Перед глазами Казаринова встала улыбка мертвого дурака Сани-Бани, убитого на его глазах на окраине села Радунского.
— Но есть, Петро, беда пострашнее пожара. И вот беда эта сейчас навалилась на меня.
— Навряд ли, товарищ лейтенант, есть что хуже пожара. Сами же сказали — даже стен не оставляет.
Уставившись невидящим взглядом на огоньки, прыгающие над горящими поленьями, в которые Иванников время от времени подбрасывал щепотки «макаронного» пороха, Казаринов, словно разговаривая сам с собой, продолжал:
— Запомни, Петро, еще одну страшную пословицу: лучше семь раз сгореть, чем раз овдоветь. Эту пословицу придумали не я, не ты… Она живет в народе века. А сына береги. Так и напиши жене: пусть хранит его как зеницу ока. — Казаринов тяжело вздохнул. — Я вот из рода Казариновых, кроме деда, остался один. Отец в гражданскую, братья его молодыми да неженатыми
Видя, что откровением своим он нагнал на солдата невеселые думы, Казаринов встал, надел чьи-то огромные валенки и прошелся взад и вперед между двумя рядами земляных нар, разминая затекшие ноги.
— Ничего, Петро!.. Живы будем — не помрем. А еще на Руси говорят: перемелется — мука будет.
— Вы бы поспали, товарищ лейтенант, а то часа через два опять начнется сабантуй.
Казаринов взглянул на часы, приставил их к уху и, убедившись, что они идут, завел их.
— Слушаюсь и повинуюсь! — шутливо сказал он. — Разбудишь ровно в шесть. Вышутина подними в половине шестого. Пошли его за завтраком. — Он снял часы-с руки и протянул их Иванникову. — Жене ответил?
— Нет еще.
— Садись и пиши. Утром уйдет почта, отправим оба.
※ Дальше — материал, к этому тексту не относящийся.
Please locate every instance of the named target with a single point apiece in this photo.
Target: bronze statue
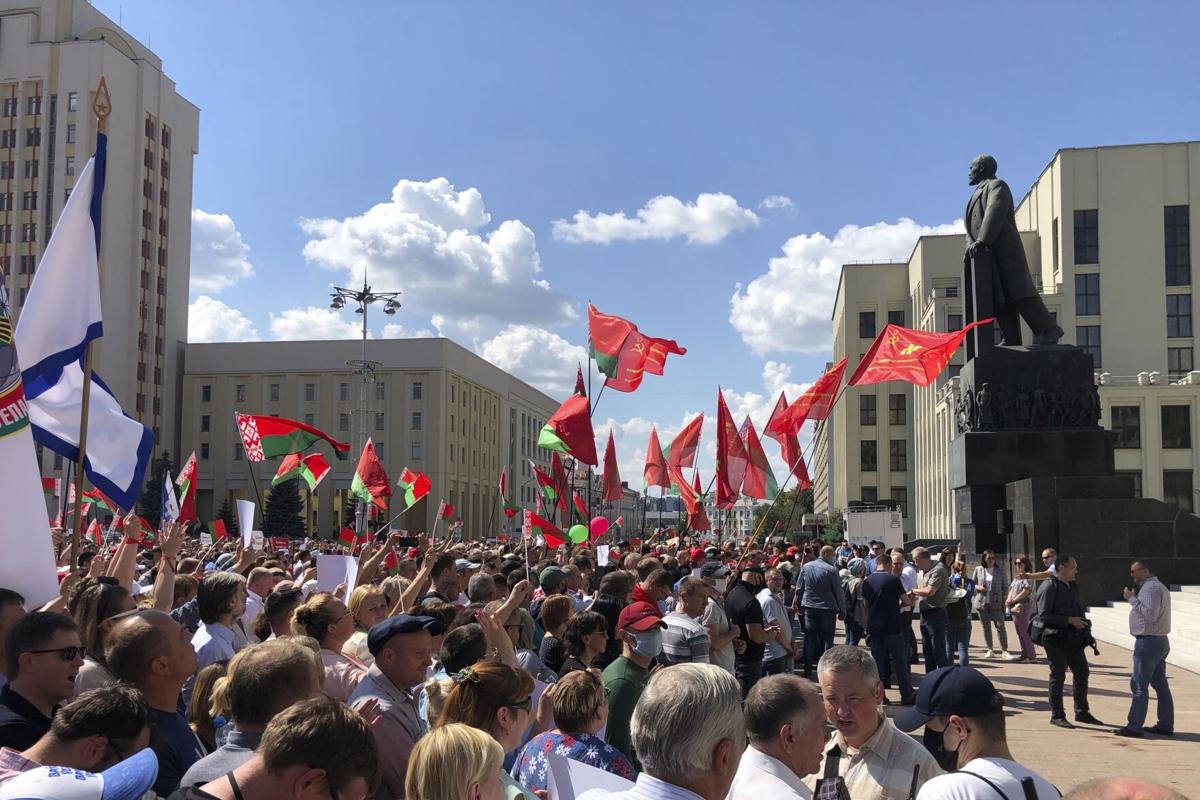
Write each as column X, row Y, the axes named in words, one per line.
column 991, row 224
Казаринов лег на место, где спал Иванников, и накрылся полушубком. Уснул не сразу. Долго не мог прогнать навязчиво преследующие его видения гибели солдата Прахова, смертельно раненного в спину во время вчерашнего артобстрела. Не успел добежать до укрытия всего каких-то пяти-шести шагов. Большой осколок настиг Прахова в тот момент, когда он хотел что-то крикнуть, но не успел. Перед смертью Прахов пришел в сознание. Вытянулся, обвел взглядом притихших друзей-разведчиков, которые внесли его в блиндаж, и, заглядывая в глаза склонившемуся над ним Казаринову, тихо прошептал: «В кармане письмо… Отправьте…»
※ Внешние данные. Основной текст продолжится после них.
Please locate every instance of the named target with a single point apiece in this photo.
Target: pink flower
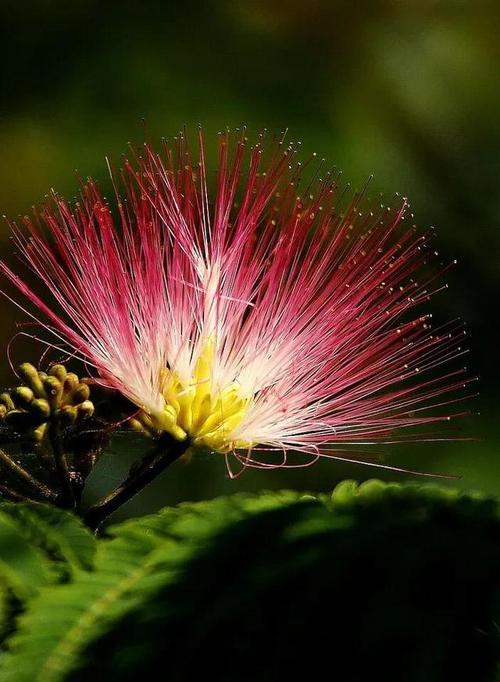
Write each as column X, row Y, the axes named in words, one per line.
column 256, row 320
Как ни старался Казаринов прогнать из памяти картину гибели солдата Прахова, перед глазами его неотступно прыгали строки, написанные химическим карандашом. Под текстом письма стояли четыре даты. Три первые были перечеркнуты крестом. Последняя, свежая и наиболее разборчивая, стала днем гибели Прахова. В письме домой, в село Пичаево Тамбовской области, он писал:
«Дорогие мама и сестренка Поля!.. До сих пор не могу смириться с мыслью, что отец наш погиб, защищая Родину. Мы сейчас стоим у стен самого большого в нашей стране города. Этот город врагу мы не отдадим. Если для этого потребуется моя жизнь — я отдам ее, как отдал свою отец. Обо мне не плачьте. Я жил мало, по весь смысл жизни мне открылся только сейчас, а поэтому, дорогие мои, мне ничего не страшно.
Поливайте мой тополек под окном. Пусть он растет и напоминает вам обо мне.
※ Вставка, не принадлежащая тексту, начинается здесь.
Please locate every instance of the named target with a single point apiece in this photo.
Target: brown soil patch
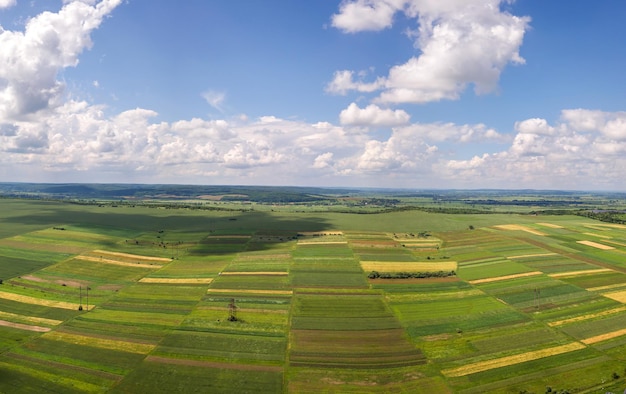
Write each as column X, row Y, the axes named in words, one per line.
column 26, row 327
column 511, row 360
column 505, row 277
column 415, row 280
column 214, row 364
column 264, row 273
column 595, row 245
Прощайте, мои родные. Обнимаю вас. Всем сердцем всегда с вами. Ваш сын и брат. Николай Прахов».
ГЛАВА XXXV
Порученец Сбоева вошел в кабинет генерала с видом, будто только что он сделал такое дело, за которое обязательно полагается похвала.
— Ну, все в порядке, товарищ генерал! Зря говорят в народе, что первый блин обычно комом.
Сбоев поднял на лейтенанта взгляд, пытаясь понять, чем так возбужден его порученец, в улыбке которого светилась почти детская радость и ожидание единственного слова генерала: «Докладывай!..» Но Сбоев не сказал этого слова-приказа; он продолжал всматриваться в лицо лейтенанта, твердо зная, что тот безо всяких вопросов и команд выложит сейчас все, что у него на душе. И генерал не ошибся.